SC has lately become a fan of a reality TV show on NBC called Three Wishes. Whereas typical reality shows are focused on pushing people to do their worst (think Jackass, Fear Factor, or in a slightly different vein, American Idol), Three Wishes is an uplifting show where ordinary people with hard luck have their lives changed through the efforts of the show's crew. Examples of this have included the gift of a device that helps calm stuttering to a college student who dreamed of running for office, and helping a child with traumatic head injuries be able to play outside again. For the most part, the things they help out with are a matter of lacking money or influence, and by coming through with a decent production budget (and the generosity of various donors), there's a lot they can do to make people's lives better.
However, Friday night's episode featured a wish that might have been a costly mistake for the show's producers. It featured a high school student born with a leg condition that left him unable to play any sort of sports. In lieu of being an athlete, he had spent his high school years as the trainer for the school's football team. No operation or prosthetic could fix this one, but the team's players had approached the show's producers hoping that they could do something nice for him anyway.
Rather than just asking the student what he might wish for, cast member Diane Mizota took him out on the school's football field after a game, and had him whisper her his wish during a ceremony to honor his efforts. At this point in the show, the exact nature of the wish was not revealed to the viewer.
Later, it turned out that his wish had been:
I want to be an NFL trainer and do something special for my team.
The first half of this wish was fulfilled by arranging for him to spend next summer as an intern with the Cleveland Browns. But now, we finally get to the crucial linguistic problem.
There are two ways in which that sentence's referring expressions (aside from the "I", which we know is the student) might be interpreted (pay attention to the subscripts):
1) I want to be an [NFL (team)]i trainer and do something special for [my team]i.
2) I want to be an [NFL (team)]i trainer and do something special for [my team]j.
The first sentence expresses the idea that he wants to be an NFL trainer and do something special for the NFL team employing him, which presumably would be accomplished by acting in his capacity as trainer. The second sentence really expresses two wishes: that he wants to be an NFL trainer, and that he wants to do something for his high school team. The show's producers assumed that #2 was the case, and arranged for each member of the team to receive an LCD HDTV set from Dell. Whereas the first parse cost them no more than whatever the Browns might have charged for their participation, the second one added minimally $600 times whatever the number of players on the team was. Figuring on a 40-man roster, that's $24,000, and that assumes they were just monitor-sized, which did not look to be the case.
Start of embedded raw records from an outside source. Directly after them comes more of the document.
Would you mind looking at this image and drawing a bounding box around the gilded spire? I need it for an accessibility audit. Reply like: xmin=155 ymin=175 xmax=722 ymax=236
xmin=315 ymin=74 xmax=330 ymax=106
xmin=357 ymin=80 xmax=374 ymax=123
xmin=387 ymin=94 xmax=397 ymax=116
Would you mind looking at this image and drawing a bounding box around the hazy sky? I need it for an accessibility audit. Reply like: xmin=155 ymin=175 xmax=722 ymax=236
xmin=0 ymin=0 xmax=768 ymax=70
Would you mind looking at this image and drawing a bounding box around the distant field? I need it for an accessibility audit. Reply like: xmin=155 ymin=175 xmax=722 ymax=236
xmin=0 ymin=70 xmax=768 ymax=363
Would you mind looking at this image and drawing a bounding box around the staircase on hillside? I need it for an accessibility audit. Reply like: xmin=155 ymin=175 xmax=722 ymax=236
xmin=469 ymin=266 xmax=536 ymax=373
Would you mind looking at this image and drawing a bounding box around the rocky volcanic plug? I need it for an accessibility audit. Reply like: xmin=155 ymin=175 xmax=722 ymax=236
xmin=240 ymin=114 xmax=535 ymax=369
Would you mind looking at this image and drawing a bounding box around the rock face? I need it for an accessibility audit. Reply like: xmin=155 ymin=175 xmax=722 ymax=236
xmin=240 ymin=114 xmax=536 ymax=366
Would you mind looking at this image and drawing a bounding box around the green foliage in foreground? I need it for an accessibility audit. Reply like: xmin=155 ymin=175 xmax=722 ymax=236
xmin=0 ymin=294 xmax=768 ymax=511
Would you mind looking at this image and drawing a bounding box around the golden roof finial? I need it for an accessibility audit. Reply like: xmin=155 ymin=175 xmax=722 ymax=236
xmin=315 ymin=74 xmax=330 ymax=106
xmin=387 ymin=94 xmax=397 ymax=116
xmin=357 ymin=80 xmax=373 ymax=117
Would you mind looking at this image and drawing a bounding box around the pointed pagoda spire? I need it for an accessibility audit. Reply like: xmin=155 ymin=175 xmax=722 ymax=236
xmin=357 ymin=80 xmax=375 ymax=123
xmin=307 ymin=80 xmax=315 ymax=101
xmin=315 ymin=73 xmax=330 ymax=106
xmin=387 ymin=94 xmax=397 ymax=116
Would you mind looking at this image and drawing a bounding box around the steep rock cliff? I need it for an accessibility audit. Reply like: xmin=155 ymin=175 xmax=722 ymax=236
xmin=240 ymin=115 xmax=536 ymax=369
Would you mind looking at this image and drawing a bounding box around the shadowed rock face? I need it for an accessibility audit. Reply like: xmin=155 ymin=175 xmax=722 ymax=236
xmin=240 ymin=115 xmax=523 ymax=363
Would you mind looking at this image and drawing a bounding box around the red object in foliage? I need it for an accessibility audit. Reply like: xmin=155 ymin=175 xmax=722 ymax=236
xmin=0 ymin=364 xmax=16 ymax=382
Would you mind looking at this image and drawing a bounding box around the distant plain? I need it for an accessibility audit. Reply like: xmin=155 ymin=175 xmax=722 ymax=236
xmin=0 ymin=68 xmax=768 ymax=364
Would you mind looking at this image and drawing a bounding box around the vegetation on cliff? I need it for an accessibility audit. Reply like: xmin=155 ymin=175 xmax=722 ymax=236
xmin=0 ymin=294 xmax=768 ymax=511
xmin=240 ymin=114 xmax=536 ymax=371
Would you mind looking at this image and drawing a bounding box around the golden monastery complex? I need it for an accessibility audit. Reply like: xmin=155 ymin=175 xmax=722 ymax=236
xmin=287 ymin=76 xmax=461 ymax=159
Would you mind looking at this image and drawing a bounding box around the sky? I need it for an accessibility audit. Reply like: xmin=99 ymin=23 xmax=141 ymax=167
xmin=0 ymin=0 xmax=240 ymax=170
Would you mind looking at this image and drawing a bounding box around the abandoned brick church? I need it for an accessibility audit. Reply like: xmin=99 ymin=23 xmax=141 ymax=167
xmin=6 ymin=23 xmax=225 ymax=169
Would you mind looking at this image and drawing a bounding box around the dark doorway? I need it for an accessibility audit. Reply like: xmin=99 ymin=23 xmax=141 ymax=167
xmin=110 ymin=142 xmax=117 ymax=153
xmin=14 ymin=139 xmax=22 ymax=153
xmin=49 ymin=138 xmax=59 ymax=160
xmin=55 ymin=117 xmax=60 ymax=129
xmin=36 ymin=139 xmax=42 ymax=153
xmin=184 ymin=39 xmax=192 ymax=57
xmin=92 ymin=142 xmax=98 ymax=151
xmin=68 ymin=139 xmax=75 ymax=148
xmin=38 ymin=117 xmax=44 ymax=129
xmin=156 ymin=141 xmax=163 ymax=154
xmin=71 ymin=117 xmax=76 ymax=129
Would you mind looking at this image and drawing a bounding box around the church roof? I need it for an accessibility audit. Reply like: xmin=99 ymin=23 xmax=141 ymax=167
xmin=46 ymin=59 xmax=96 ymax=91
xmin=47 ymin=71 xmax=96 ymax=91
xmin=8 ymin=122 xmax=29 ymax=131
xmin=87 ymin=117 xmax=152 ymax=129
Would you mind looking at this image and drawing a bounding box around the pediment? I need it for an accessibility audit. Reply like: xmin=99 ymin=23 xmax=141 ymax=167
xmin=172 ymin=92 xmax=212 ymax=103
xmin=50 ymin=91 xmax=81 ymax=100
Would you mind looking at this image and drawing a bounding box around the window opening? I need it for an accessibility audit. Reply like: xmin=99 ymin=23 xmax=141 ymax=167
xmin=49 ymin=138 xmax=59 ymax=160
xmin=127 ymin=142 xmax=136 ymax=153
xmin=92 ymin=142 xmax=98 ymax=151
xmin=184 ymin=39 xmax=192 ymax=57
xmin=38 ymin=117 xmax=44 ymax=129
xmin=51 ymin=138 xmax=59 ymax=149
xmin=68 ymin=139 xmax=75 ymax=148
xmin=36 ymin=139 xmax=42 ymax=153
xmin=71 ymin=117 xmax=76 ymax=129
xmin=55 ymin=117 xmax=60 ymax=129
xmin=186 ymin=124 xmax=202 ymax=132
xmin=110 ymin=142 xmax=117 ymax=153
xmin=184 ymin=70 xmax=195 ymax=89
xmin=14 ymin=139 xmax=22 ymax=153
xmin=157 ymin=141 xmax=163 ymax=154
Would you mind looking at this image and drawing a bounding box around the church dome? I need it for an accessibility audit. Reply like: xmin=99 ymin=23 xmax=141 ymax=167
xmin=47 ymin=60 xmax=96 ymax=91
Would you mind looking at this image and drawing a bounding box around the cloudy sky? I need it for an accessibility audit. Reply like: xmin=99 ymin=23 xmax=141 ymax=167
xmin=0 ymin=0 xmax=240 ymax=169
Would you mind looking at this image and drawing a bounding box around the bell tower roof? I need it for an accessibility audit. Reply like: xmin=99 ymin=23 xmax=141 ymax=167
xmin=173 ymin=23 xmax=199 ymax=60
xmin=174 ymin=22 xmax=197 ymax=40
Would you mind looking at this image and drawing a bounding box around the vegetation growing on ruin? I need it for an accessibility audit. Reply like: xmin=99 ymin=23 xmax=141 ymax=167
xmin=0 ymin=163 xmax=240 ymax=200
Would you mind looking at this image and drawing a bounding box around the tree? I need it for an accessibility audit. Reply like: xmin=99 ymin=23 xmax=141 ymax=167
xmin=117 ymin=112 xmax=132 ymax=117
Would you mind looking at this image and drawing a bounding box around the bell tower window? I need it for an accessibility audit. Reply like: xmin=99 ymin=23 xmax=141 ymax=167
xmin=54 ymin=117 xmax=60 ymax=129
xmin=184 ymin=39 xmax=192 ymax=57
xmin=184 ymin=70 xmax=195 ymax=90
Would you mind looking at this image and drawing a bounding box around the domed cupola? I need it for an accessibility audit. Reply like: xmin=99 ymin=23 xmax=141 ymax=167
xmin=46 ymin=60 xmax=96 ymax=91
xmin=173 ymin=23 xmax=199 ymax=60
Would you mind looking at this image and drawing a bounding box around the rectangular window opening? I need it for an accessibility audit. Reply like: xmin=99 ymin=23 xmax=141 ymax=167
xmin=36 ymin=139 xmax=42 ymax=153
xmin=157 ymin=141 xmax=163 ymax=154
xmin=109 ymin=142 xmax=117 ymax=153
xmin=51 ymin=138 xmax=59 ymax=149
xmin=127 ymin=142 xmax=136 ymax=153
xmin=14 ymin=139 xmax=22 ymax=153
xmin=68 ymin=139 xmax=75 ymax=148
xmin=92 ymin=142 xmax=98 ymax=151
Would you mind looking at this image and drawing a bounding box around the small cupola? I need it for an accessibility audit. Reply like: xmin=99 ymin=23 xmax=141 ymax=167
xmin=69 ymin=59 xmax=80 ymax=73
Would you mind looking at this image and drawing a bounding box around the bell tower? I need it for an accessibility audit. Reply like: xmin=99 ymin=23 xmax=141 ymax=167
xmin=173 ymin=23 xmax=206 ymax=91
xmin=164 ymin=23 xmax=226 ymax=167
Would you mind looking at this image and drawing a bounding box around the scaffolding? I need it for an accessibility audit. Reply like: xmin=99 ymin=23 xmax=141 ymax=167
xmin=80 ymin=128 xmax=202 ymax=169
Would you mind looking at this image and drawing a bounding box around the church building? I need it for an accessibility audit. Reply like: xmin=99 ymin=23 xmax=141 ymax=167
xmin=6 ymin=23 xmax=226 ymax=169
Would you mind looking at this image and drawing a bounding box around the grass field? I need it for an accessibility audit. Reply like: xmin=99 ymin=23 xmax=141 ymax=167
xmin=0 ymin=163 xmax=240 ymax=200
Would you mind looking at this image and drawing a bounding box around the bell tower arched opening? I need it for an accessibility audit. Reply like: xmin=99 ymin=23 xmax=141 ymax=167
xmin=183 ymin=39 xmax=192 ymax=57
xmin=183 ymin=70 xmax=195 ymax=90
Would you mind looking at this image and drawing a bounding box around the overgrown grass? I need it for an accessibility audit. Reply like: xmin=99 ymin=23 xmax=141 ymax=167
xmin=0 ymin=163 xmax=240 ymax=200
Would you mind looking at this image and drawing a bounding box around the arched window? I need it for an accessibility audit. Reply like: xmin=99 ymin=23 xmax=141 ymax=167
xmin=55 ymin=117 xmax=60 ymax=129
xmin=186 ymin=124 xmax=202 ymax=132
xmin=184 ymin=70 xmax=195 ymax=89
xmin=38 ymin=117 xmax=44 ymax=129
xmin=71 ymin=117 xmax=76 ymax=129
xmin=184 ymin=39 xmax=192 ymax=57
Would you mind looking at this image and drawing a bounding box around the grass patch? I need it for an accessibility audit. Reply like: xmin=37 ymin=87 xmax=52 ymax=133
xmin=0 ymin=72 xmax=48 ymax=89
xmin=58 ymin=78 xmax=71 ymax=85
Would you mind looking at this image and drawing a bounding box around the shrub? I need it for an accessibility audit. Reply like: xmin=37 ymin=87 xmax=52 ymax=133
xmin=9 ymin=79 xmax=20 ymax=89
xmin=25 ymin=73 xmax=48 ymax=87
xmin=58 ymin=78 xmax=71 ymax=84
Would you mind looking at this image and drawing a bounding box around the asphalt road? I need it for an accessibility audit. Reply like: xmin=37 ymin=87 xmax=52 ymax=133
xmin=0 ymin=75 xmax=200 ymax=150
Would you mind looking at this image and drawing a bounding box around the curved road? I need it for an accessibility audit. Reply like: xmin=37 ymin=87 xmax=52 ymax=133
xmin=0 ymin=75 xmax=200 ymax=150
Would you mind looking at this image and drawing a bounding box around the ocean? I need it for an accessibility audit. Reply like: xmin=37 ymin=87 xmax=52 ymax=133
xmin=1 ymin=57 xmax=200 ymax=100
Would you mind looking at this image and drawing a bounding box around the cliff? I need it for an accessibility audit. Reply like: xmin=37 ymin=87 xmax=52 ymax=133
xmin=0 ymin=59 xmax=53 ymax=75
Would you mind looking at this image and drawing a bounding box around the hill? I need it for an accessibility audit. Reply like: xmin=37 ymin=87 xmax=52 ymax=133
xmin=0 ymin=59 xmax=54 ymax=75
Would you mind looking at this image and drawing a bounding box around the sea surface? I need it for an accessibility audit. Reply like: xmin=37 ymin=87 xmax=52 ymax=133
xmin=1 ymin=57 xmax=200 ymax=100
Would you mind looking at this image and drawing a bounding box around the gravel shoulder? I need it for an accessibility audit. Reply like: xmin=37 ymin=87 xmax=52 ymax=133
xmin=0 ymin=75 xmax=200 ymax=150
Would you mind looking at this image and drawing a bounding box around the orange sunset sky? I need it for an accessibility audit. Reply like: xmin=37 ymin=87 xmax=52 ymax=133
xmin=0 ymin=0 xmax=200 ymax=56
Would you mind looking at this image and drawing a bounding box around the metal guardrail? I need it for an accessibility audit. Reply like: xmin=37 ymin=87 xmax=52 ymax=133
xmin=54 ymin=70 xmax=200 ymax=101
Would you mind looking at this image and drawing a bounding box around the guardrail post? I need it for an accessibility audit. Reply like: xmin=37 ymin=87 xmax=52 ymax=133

Truthfully, though, from watching this kid talk, there's no way he didn't mean #2. Your guess is as good as SC's about what else he might have meant by "do something special", but while TVs might not have an obvious connection to football ([we disagree -- the NFL, NCAA, and sports bar owners everywhere]), it was perfectly clear that his wish was being fulfilled for the right group of people. And just as clear that sometimes there really isn't any ambiguity where it would seem to be in language.